Pemilik akun Instagram @backpackerkelilingdunia, menceritakan pengalamannya selama traveling di Iran.
Dia mengaku sangat kaget karena fakta yang ditemukan di sana.
"Kemarin lihat berita tentang nilai tukar mata uang Iran di salah satu media mainstream patokanya dari Google Finance, padahal real -nya sangat jauh berbeda. Saya yakin itu bukan kesengajaan atau propaganda kok, karena ketidaktahuan saja," katanya pada postingannya, 18 Januari 2026.
Kemudian dia meneritakan tentang nilai tukar mata uang di sana.
"Funfact-nya itu sama kaya yang saya alami saat pertama kali ke Iran, lihat di Google Finance nilainya hanya berapa puluh ribu saat itu, akhirnya pas sampai di airport nuker uang di money changer sebesar US$200 ebusett ternyata dapetnya segepok banget senilai hampir 200 juta Iranian Rial. Bukan bahagia malah takut dirampok gengs bawa duit sebanyak itu," ujarnya.
Fenomena Dual Exchange Rate di Iran
Kejadian yang dialami pria tersebut menyoroti fenomena ekonomi yang unik di Iran, di mana terdapat perbedaan mencolok antara kurs resmi pemerintah dan kurs pasar bebas (real market).
Sebagian besar aplikasi konversi mata uang dunia, termasuk Google Finance, seringkali hanya menampilkan kurs resmi yang tidak mencerminkan daya beli sebenarnya di pasar lokal.
Bagi warga Indonesia yang terbiasa dengan nilai tukar stabil, membawa uang segepok dengan nominal ratusan juta tentu memicu adrenalin tersendiri.
Ketakutan akan keamanan menjadi reaksi alami saat memegang uang fisik dalam jumlah yang luar biasa banyak secara visual, meskipun nilai konversinya mungkin tidak sebesar yang dibayangkan.
Berapa Nilainya Jika Dirupiahkan?
Netizen pun dibuat penasaran dengan nilai fantastis tersebut. Banyak yang bertanya-tanya, berapakah sebenarnya nilai 200 juta Rial jika dikonversi ke mata uang rupiah?
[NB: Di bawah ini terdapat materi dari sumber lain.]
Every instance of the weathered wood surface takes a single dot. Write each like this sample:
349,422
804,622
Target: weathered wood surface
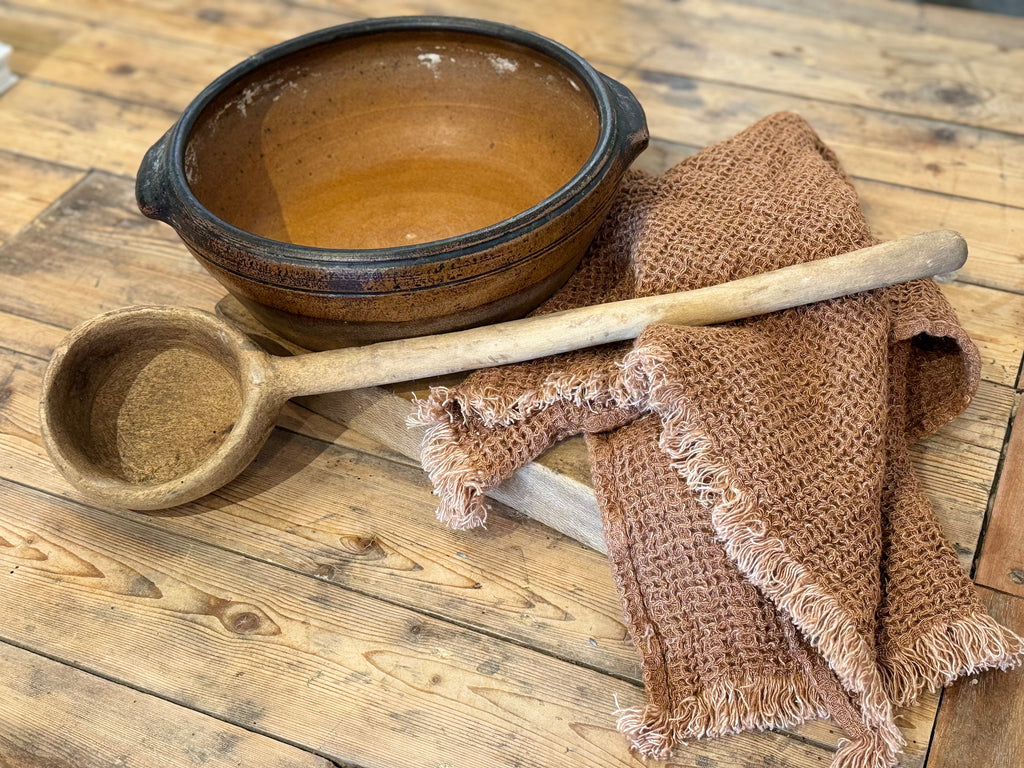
1000,564
979,723
314,601
55,715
Menanggapi rasa penasaran tersebut, akun @backpackerkelilingdunia memberikan penjelasan singkat namun jelas.
Saat ada netizen yang bertanya, "Itu artinya Rp3 juta kah kak?," akun tersebut menjawab singkat:
"Yupss kalau dirupiahkan sekitar Rp3 jutaan."
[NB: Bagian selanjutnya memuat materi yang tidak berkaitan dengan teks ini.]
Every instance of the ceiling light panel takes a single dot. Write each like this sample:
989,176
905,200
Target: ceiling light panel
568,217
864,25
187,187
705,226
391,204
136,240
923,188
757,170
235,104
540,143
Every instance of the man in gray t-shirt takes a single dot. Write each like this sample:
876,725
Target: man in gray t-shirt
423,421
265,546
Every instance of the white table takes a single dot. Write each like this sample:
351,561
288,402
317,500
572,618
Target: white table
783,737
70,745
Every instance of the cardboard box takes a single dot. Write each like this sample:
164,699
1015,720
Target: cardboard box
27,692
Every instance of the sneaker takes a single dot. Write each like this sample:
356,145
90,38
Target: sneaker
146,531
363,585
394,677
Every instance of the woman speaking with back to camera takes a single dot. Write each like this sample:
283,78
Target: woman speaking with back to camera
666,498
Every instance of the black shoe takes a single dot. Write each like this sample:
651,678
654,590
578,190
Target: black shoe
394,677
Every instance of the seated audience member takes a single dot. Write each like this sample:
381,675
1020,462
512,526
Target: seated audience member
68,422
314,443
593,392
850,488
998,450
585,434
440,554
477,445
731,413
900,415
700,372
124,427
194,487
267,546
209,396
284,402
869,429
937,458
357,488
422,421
Meskipun bagi masyarakat Indonesia uang Rp3 juta adalah jumlah yang standar untuk biaya perjalanan singkat, namun di Iran, nominal tersebut memiliki daya beli yang sangat kuat karena kondisi ekonomi negara tersebut.
Hidup Mewah Bak Sultan di Iran
Kejutan tidak berhenti pada jumlah lembaran uangnya saja. Yang lebih mencengangkan bagaimana uang tersebut bisa digunakan di sana.
Saat ditanya oleh netizen mengenai apa saja yang bisa didapatkan dengan uang sebanyak itu melalui pertanyaan, "200 juta rial bisa dapat apa aja om?", sang backpacker memberikan jawaban yang menggiurkan.
"Bisa hidup mewah 15 hari," katanya menjawab.
Bayangkan, hanya dengan modal sekitar Rp3 juta (US$200) seorang turis bisa menikmati fasilitas terbaik, kuliner lezat, dan akomodasi berkelas selama setengah bulan di Iran.
Hal ini menjadikan Iran sebagai salah satu destinasi yang sangat menarik bagi para pemburu wisata dengan value for money yang tinggi, asalkan mereka memahami cara menukar uang yang tepat di luar sistem perbankan resmi yang tertera di internet.